Taking different loss based on conditions in a batch

Hi! I would like to do loss backpropagation through a batch, but this loss value (and hence computation graph) differs per sample, depending on some conditions. I have a way of calculating all my losses, but I’m not sure how to design the backward portion. Let me share a snippet of the code here:

for _ in range(10000):
    # Mask away first column of all instances to start from there
    mask = torch.zeros((bsz, 20, 20))
    mask_idx = 0
    mask[:, :, mask_idx] = 1.0
    mask = mask.bool()
    # Apply sinkhorn then mask
    # torch.nn.parameter.Parameter is in param_list which I want to optimize via gradient descent
    log_probs = batch_sinkhorn(param_list[0], 0.5, 3, data[1])  
    # Find the tour
    # Construct choice mask and combine it with the adjacency matrix mask
    decode_mask = torch.zeros(bsz, nb_nodes)
    decode_mask[:, 0] = 1.0
    decode_mask = decode_mask.bool()
    idx = torch.zeros(bsz).long()
    tour = [torch.zeros(bsz).long()]
    prob_list = []
    valid_tour_flag = torch.ones(bsz).bool()
    for _ in range(nb_nodes-1):
        log_prob_choice = log_probs.gather(dim=1, index=idx.unsqueeze(1).unsqueeze(2).repeat(1, 1, nb_nodes)).view(bsz, nb_nodes)

        route_mask = data[1].gather(dim=1, index=idx.unsqueeze(1).unsqueeze(2).repeat(1, 1, nb_nodes)).view(bsz, nb_nodes)
        route_mask = (1.0 - route_mask).bool()

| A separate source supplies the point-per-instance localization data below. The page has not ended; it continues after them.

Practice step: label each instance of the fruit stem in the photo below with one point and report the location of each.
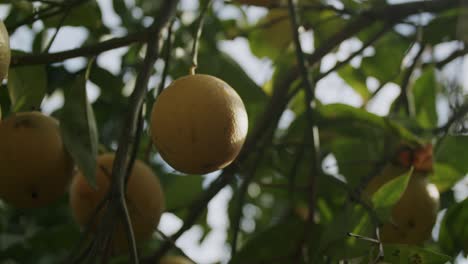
(197, 35)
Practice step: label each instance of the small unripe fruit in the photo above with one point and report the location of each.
(144, 196)
(199, 124)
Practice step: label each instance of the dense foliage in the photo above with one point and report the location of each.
(281, 173)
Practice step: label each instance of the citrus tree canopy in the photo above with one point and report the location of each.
(335, 131)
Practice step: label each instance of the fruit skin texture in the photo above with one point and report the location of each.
(5, 53)
(145, 200)
(35, 168)
(175, 260)
(415, 213)
(199, 124)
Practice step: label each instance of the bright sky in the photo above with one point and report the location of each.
(329, 90)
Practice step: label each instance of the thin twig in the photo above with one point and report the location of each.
(128, 136)
(197, 36)
(162, 84)
(311, 131)
(47, 12)
(277, 103)
(167, 59)
(460, 113)
(243, 190)
(86, 51)
(59, 26)
(404, 98)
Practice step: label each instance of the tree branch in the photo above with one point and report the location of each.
(404, 98)
(459, 114)
(87, 51)
(278, 102)
(129, 134)
(311, 131)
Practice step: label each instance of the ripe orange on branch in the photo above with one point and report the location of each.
(35, 168)
(199, 124)
(144, 196)
(414, 215)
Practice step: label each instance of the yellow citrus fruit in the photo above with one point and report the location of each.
(174, 260)
(35, 168)
(199, 124)
(414, 215)
(5, 53)
(145, 200)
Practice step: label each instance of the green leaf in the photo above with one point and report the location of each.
(78, 128)
(449, 151)
(389, 194)
(325, 24)
(386, 62)
(182, 190)
(424, 94)
(453, 235)
(444, 27)
(27, 87)
(407, 254)
(278, 242)
(445, 176)
(356, 79)
(272, 35)
(86, 15)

        combined_mask = decode_mask + route_mask # |combined_mask| = (bsz, nb_nodes)
        log_prob_choice = log_prob_choice.masked_fill(combined_mask, -1e29)
        idx = log_prob_choice.argmax(dim=-1)
        # Check if a tour is valid by seeing if we chose a masked action
        valid_tour_flag = ~combined_mask.gather(dim=1, index=idx.unsqueeze(1)).squeeze(1) * valid_tour_flag
        valid_tour_flag = valid_tour_flag.bool()
        decode_mask = decode_mask.float().scatter(dim=1, index=idx.unsqueeze(1), src=torch.ones((bsz, 1))).bool()
        prob_list.append(log_prob_choice.gather(dim=1, index=idx.unsqueeze(1)).squeeze(1))
    tour = torch.stack(tour, dim=1)
    sumLogProb = torch.stack(prob_list, dim=1).sum(-1)
    if torch.any(valid_tour_flag):
            print("There are some valid tours! They are for instances: {}".format(torch.where(valid_tour_flag == True)))
    # Compute tour lengths
    length = compute_tour_length(data[0], tour)
    log_probs = log_probs.masked_fill(mask, -1e20)

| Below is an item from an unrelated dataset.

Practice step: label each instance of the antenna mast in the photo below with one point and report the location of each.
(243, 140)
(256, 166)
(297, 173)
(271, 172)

    # Calculate the dag loss
    d_loss = dag_loss(log_probs)
    optimal_tour_len = data[3]
    # This multiplies the log probability of the tour with the tour length and the valid tour flag

    loss = torch.zeros(bsz, requires_grad=True)
    # TODO: find out how to take the loss depending on condition
    loss[torch.where(length > 0)] += length[torch.where(length>0)]
    loss[torch.where(length <= 0)] += dag_loss[torch.where(length<0)]


In general, the loops works as such:

  • I have a bunch of parameters in param_list[0] that I wish to optimize, let’s think of these are just rows of data points with some initial value, with a shape (bsz, 20)
  • I apply an algorithm called batch_sinkhorn to get some log probabilities
  • Based on the log probabilities, I construct a sequence of indexes that I can visit, each time masking out the index already visited
  • The mask is based on my visits and if the city is even allowed to be visited (captured in route_mask)
  • After that, I find out the length of all my visits
  • I calculate my first loss value by using dag_loss which returns a d_loss for each sample
  • If a sample successfully visited all indexes, I wish to take the loss via sumLogProbs * length
  • If a sample is unsuccessful, I wish to take the loss via d_loss

Hopefully this short write-up is clear. Basically, I wish to optimize for one loss if some criterion is met, on samples that were legal. If not, I optimize for another loss for those. Ultimately, all these losses will be pooled together via a mean.

Hi, I recently replied to a few similar topics. You can check them out, you should get some insight about how to solve your problem :slight_smile:

If not, I can write something more personalised

I did it! I re-used a flag that I had. Thanks for this nifty idea!